Intel® Trace Analyzer and Collector User and Reference Guide

ID 767272
Date 10/31/2024
Public
Document Table of Contents

Analyzing the Results

For interactive debugging, you should start the application so that stderr is printed to a console window. Then you can follow which errors are found while the application is running and start analyzing them without having to wait for it to complete. If critical errors are found early, you can abort the run, fix the problem and restart. This ensures a much faster code and test cycle than a post-mortem analysis.

The output for each error varies, depending on the error: only the relevant information is printed, thus avoiding the need to manually skip over irrelevant information. In general, Intel® Trace Collector starts with the error name and then continues with a description of the failure.

For each MPI call involved in the error the MPI parameters are dumped. If PC tracing is enabled (see PCTRACE), Intel Trace Collector also provides a backtrace of source code locations for each call. For entities like requests, the involved calls include the places where a request was created or activated. This helps to track down errors where the problem is not at the place where it is detected.

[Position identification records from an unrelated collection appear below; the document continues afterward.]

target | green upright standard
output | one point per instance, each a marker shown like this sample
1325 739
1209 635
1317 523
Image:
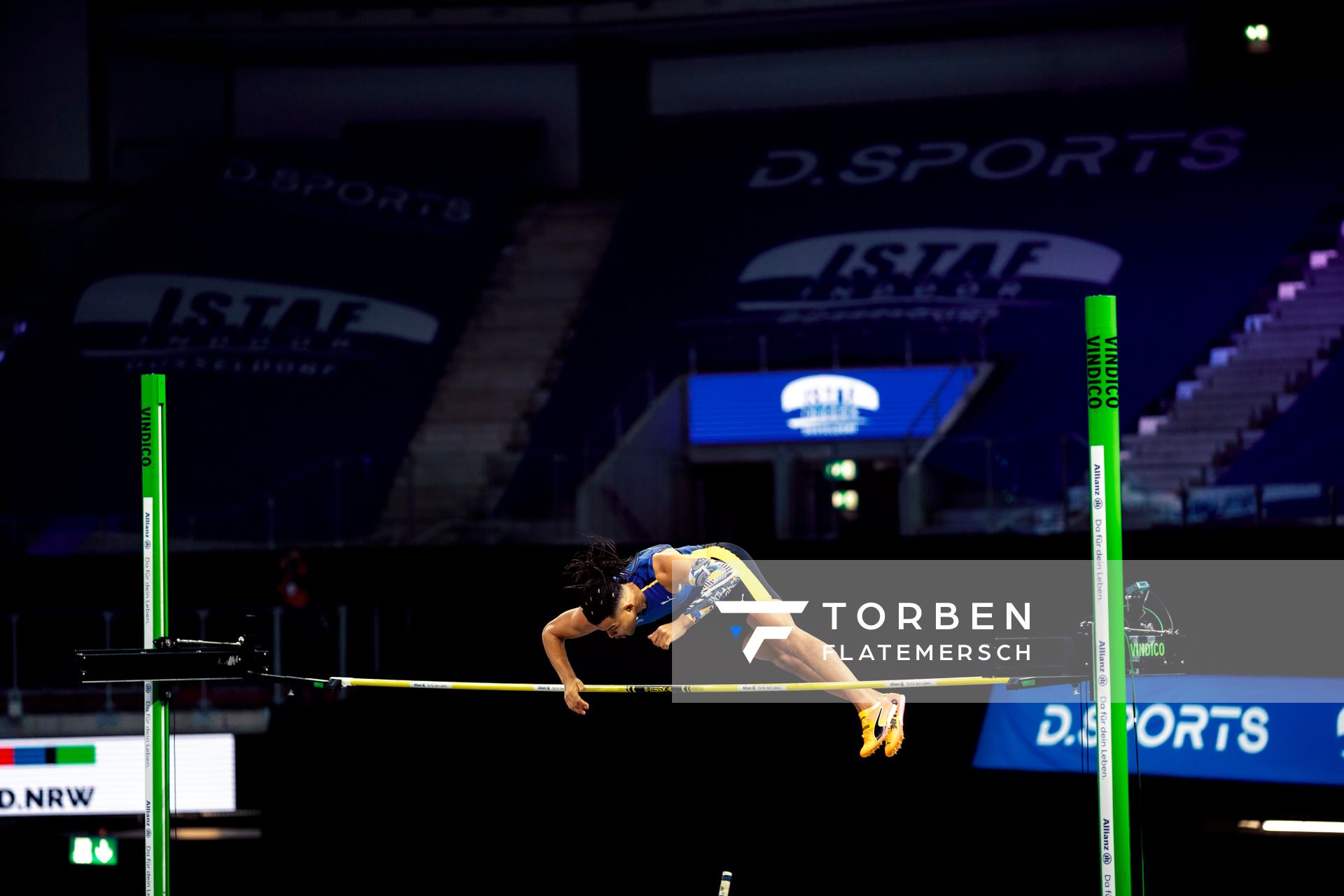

Because multiple processes might print errors concurrently, each line is prefixed with a tag that includes the rank of the process in MPI_COMM_WORLD which reports the problem. MPI applications which use process spawning or attachment are not supported, therefore that rank is unique.

When the application terminates, Intel Trace Collector does further error checks (for example, unfree resources, pending messages).

Notes:
  • If any process is killed without giving it a chance to clean up (that is, by sending it a SIGKILL), this final step is not possible.
  • Sending a SIGINT to mpiexec through kill or pressing CTRL-C will cause Intel MPI Library to abort all processes with such a hard SIGKILL.